In another study, 53 elderly patients, not candidates for or refusing IC, received an induction 10-day regimen of decitabine at 20mg/m2 followed by 4–5 day cycles.81 Median age was 74 years (range 60–85 years), although the median BM blast infiltration was 52% (range 20–92%) an exact estimate of patients with BM blasts <30% was not retrievable from the study. With a median of 3 delivered cycles of therapy, the CR rate was 47% and subgroup analyses demonstrated comparable CR rates regardless of age, cytogenetics, presenting WBCc and whether the AML was de novo or evolved from an antecedent hematologic disorder. Median overall survival was 12.7 months. The clinical study was also paralleled by a translational research which documented that the higher the levels of miR-29b the more frequent the responses to decitabine. A multicenter, randomized phase III trial comparing decitabine versus investigator’s treatment choice (TC = supportive care or LDAC) enrolled 485 elderly patients with AML.82 Approximately one fourth of the patients had BM blasts <30%, 71% were ≥70 years of age, 35% had secondary AML and 36% had poor-risk AML. In those randomized to the experimental arm, decitabine was given at the dose of 20 mg/m2 per day as a 1-hour iv infusion for five consecutive days, every 4 weeks. Although decitabine arm achieved a significantly higher CR rate compared to TC arm (17.8% vs 7.8%, respectively) at the planned clinical cutoff date no differences in terms of OS were seen (7.7 vs 5 months, respectively). Only a subsequent post hoc analysis came out with a significant better OS in favor of patients treated in decitabine arm (P =.037).

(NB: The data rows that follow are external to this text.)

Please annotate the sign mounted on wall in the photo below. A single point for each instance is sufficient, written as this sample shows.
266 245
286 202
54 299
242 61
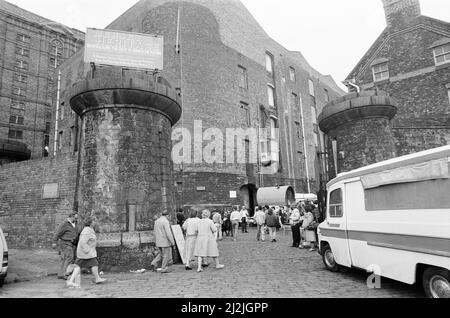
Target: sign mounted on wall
126 49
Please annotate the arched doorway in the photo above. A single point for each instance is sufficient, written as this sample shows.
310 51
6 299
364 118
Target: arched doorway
248 195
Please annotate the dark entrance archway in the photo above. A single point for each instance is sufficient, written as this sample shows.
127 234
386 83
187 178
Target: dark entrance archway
248 195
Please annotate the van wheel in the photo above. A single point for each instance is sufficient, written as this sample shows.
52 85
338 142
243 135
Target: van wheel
436 282
329 260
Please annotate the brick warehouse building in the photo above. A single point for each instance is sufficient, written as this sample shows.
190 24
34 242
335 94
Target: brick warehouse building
31 49
410 61
230 74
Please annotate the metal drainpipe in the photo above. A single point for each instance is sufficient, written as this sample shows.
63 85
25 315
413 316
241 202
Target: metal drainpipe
352 83
58 94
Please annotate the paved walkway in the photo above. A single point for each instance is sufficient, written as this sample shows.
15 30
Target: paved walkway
253 270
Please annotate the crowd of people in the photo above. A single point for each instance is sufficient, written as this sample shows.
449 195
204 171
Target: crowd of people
77 247
77 244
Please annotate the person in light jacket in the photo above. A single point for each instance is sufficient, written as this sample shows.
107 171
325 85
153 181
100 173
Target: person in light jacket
87 252
164 241
206 245
190 228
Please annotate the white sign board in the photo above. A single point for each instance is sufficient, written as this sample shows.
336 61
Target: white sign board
126 49
179 239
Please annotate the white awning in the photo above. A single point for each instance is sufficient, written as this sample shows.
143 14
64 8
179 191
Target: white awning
278 196
431 170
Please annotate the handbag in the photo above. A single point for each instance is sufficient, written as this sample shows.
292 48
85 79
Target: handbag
278 225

Combination therapy with decitabine

Studies using decitabine in association with other agents in patients with AML are few and very preliminary; therefore, firm conclusions cannot be drawn. In the attempt to silence multiple pathways involved in epigenetic changes, decitabine at 20 mg/m2 daily for 10 days or at 20 mg/m2 daily for 5 days has been given together with escalating doses of valproic acid or vorinostat. This strategy gained ORR of 44% and 36%, respectively.83–84 Still ongoing clinical trials include decitabine in combination with bexarotene (NCT01001143), midostaurin (NCT01130662), bortezomib (NCT01420926) and sapacitabine (NCT01303796). A Phase 3, open-label, randomized clinical trial is recruiting elderly patients with newly diagnosed AML to receive either ARAc/anthracycline-based induction regimen followed by ARAc consolidation therapy or clofarabine single agent as induction and consolidation therapy. Patients are then randomized to decitabine maintenance therapy for 12 months or observation (NCT01041703).

Conclusions

Overall, the current literature indicates that AML outcome in elderly patients remains disappointing. Physicians’ anxiety about treatment-related morbidity and mortality potentially associated with delivery of IC causes that approximately only one third of all patients aged ≥65 years are considered eligible for this approach. Moreover, the percentage of treated patients decreases progressively with each advancing decade of life, with only 6% of patients over the age of 85 receiving IC. Therefore, in recent years an ever more growing attention has been paid to development of effective and tolerable therapies for elderly patients. In this view, the discovery of the hypomethylating power of old drugs has led to the hope of cure with minimal toxicity for specific categories of elderly patients such as those not eligible for IC and with 20–30% BM blasts plus multilineage dysplasia. The clinical trials of azacitidine have demonstrated the feasibility of an outpatient administration and the favourable toxicity/efficacy ratio with lower incidence of complications and hospital admissions compared to IC. At the same time, we are not yet in the position to recommend that hypomethylating agents substitute for IC in elderly patients with an optimal functional status. This issue will hopefully be addressed in future controlled, randomized clinical trials.